6 thoughts on “Papercut Sexting

  1. Well! What an exciting way to start my New Year visit to the Artlog….I pop in expecting to find some drawing or a painting underway and there is my favourite Clive all a-popping with naughtiness…I love it!! (In our neck of the woods (why does that sound somewhat disreputable?) we miss out that ‘t’ and call it rumpy-pumpy…which always makes it interesting when I meet a neighbour who has a pug called Rumpole. He’ll say things like “Say hello to Shellie, Rumpy” and “Good Rumpy!”. I titter to myself.) But I digress…can’t wait to see the final work that you make together and what a fabulous idea to make a shared exquisite corpse work – true collaboration. Happy New Year, old bean! 🙂

    • Ha ha! I think I may have startled the horses with this one, as the comments box is a tad empty, save for Artlog stalwarts Phil, Maria and you.

      Sometimes I get a mischievous compulsion to tell it as it is, and this project gives licence for that. (Things can get a bit too precious in ‘gallery’ world, so it’s good to have a project to let rip on.)

      I laughed out loud when I read about ‘Rumpy’. How do you keep a straight face?

      Happy New Year to you, too, dear Shellie, and to Kit. Sending love.

  2. I love those eyebrows joined in the middle over the big noses, and those huge eyes looking sideways, and those thick necks.

    These young, and not so young men, manage to look alluring and sexy in spite of, or maybe (at least in part), because of the aura of danger they radiate…

    The collaboration is looking great.

    • Thank you Maria. I’m exploring areas here that are lively and engaging, and while they may not tickle everyone’s fancies, it’s stimulating for me to be finding new subject matter.

      Yes, allure is a vaporous thing to try and pin down. But those huge dark eyes turned sideways, the heavy brows , the sensual lips and the powerful necks, are all significant factors in conjuring it.

  3. An exciting way to bring in the new year.
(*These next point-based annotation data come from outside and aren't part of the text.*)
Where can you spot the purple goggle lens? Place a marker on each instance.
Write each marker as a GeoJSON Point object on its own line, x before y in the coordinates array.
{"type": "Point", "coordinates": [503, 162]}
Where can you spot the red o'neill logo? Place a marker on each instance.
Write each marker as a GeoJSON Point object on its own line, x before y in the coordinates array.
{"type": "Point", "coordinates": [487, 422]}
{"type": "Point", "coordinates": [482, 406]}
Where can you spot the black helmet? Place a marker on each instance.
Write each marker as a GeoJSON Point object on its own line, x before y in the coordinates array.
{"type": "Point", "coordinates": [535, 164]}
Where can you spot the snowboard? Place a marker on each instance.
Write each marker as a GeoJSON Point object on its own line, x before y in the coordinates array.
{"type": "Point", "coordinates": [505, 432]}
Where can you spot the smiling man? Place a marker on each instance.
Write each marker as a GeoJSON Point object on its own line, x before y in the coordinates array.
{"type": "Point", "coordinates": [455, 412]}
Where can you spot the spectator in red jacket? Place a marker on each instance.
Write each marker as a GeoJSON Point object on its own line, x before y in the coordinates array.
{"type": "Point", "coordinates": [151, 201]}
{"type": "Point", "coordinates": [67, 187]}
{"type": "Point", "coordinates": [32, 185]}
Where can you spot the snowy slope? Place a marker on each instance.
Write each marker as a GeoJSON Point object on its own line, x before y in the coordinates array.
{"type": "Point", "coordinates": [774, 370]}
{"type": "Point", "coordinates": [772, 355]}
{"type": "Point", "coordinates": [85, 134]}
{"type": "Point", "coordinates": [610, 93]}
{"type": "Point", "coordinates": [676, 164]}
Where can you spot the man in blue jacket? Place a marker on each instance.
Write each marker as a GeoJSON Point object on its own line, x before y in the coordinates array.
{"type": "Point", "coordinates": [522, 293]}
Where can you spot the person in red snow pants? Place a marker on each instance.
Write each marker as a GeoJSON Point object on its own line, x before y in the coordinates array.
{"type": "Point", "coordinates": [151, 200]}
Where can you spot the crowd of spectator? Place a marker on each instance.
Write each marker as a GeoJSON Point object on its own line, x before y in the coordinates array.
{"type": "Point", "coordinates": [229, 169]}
I’m enjoying seeing your take on this subject, Clive and Peter, and the images so far are fab; lively and punchy and delightful.
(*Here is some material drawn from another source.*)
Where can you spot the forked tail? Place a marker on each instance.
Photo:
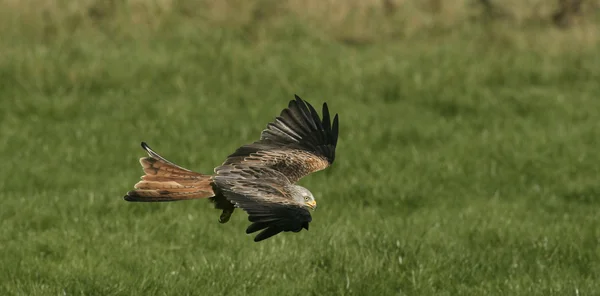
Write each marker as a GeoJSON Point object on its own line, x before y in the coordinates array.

    Younger generations are growing up with completely different ways of communicating and meeting each other than I did. It’s fascinating. And I can see that the development of all the unwritten rules that surround traditional methods of communicating… the etiquette… lags behind the new technology. It’s giving rise to all sorts of new ways to meet for dates or for casual sex, but also to all sorts of ways to be rejected, put down, or bullied. You don’t need to have a proper conversation to meet. Some friends who are looking to hook up with people for some fun have an app on their phone that will tell then exactly who is in the neighbourhood and ‘up for it’, and give a photo and thumbnail sketch of that person. ‘Click, click’, and you’re there. No wonder many bars and clubs are feeling the pinch or closing. Going out to meet people may start to feel quaint. But I’m not complaining, in fact I know married couples who met on Grindr. I met my hubby at work in a meeting. I remember the tingle as our hands touched when he passed me an agenda! How square and old fashioned is that!

    • Ahhh, the tingle of touching hands. Not square and old-fashioned at all, but the way evolution uses chemistry and electrical impulses to connect and pair us. While the game may have been going on for the longest time, the effects always feel so fresh and enticing! Love and desire turn us upside down and shake us until our teeth rattle and our pockets empty! Interesting that the word used to express our physical condition after sexual desire has been slaked, is ‘spent’! Ha ha!